Patron of Poland
St. Casimir was the third among the thirteen children of Casimir III, King of Poland. He was born on October 5, 1458. Although educated in a royal court, he had a horror of luxury and practiced many mortifications in secret. Under the care of the holy canon, John Dugloss, he grew up in singular innocence. One of his principal devotions was to the Blessed Virgin, in whose honor he composed, or al least frequently recited, the well-known “Hymn of St. Casimir.”

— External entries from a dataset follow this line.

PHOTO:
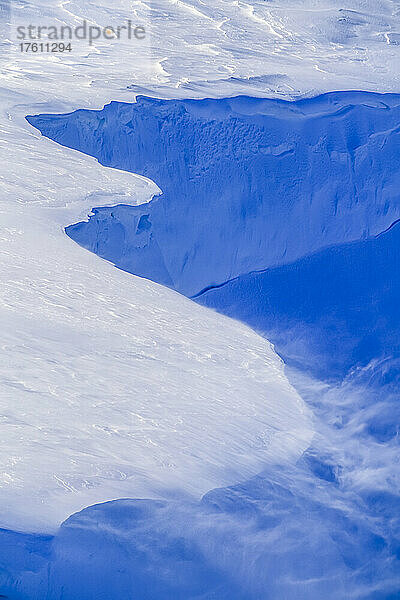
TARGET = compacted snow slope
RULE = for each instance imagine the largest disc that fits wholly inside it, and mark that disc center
(113, 386)
(332, 166)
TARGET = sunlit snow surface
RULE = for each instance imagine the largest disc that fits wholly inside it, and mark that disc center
(113, 386)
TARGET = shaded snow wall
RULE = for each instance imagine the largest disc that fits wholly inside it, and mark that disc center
(247, 183)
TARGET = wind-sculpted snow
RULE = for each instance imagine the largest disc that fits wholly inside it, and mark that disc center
(325, 528)
(316, 530)
(246, 183)
(328, 311)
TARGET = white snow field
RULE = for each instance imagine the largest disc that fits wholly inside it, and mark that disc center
(112, 386)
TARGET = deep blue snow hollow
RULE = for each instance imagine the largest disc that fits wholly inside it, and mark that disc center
(283, 215)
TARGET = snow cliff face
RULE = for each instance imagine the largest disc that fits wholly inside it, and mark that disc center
(247, 184)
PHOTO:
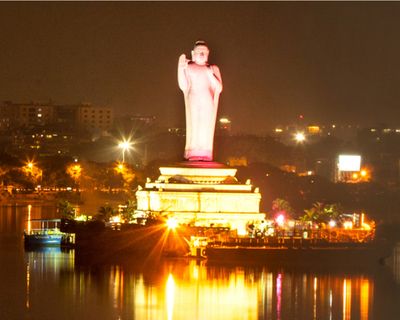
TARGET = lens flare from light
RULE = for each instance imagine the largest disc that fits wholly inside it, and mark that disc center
(172, 223)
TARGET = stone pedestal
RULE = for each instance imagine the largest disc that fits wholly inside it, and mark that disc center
(202, 194)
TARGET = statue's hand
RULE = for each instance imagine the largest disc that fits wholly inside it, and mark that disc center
(183, 62)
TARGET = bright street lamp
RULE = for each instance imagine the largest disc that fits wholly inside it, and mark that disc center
(299, 137)
(124, 145)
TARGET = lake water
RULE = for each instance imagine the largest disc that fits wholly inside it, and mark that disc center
(52, 284)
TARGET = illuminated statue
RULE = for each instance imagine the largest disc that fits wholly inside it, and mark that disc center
(201, 84)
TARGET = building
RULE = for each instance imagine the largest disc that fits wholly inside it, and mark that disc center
(34, 114)
(95, 118)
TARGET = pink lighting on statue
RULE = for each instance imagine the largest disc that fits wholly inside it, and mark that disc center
(201, 84)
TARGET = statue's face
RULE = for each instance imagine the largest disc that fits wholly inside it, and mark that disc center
(200, 54)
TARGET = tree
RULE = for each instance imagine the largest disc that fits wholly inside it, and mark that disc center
(66, 209)
(105, 213)
(128, 212)
(322, 213)
(282, 206)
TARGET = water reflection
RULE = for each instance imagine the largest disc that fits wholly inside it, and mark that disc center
(186, 289)
(55, 284)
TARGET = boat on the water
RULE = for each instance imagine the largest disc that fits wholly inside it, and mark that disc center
(46, 232)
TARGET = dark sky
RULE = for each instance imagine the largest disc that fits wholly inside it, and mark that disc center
(331, 61)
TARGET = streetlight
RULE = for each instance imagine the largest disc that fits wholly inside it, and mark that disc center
(299, 137)
(124, 145)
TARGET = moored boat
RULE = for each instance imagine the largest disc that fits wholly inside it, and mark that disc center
(46, 232)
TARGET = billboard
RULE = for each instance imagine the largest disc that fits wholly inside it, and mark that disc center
(349, 162)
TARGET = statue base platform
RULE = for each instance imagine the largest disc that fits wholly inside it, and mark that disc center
(201, 193)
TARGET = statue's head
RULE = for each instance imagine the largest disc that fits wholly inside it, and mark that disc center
(200, 52)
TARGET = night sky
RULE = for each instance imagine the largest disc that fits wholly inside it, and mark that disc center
(333, 62)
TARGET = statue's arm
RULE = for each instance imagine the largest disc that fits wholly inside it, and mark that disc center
(215, 77)
(183, 80)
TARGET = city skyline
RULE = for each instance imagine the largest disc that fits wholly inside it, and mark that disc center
(330, 62)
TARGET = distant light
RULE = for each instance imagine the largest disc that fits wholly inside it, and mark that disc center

When the crown of Hungary was offered to him, St. Casimir marched at the head of an army of 20,000 men to the frontier, to comply with his father’s will. The reigning King of Hungary whom the people wished to dethrone was Matthias Corvinus. On reaching the frontier and learning that the differences between King and people had been adjusted, St. Casimir gladly returned home. Realizing afterward injustice of the attempt against the King of Hungary, he could never be prevailed upon to assume the crown when the Hungarian again offered to him.
To the end of his life, St. Casimir preserved untainted his purity of soul and body, nor could he ever be induced to enter the state of matrimony. A lingering tuberculosis ended his brief career, which was brought to a close at Vilna, the capital of Lithuania, in 1484.
PRAYER: Almighty God, to serve You is to reign. By the interceding prayers of St. Casimir help us ever to serve You in sanctity and justice. Amen.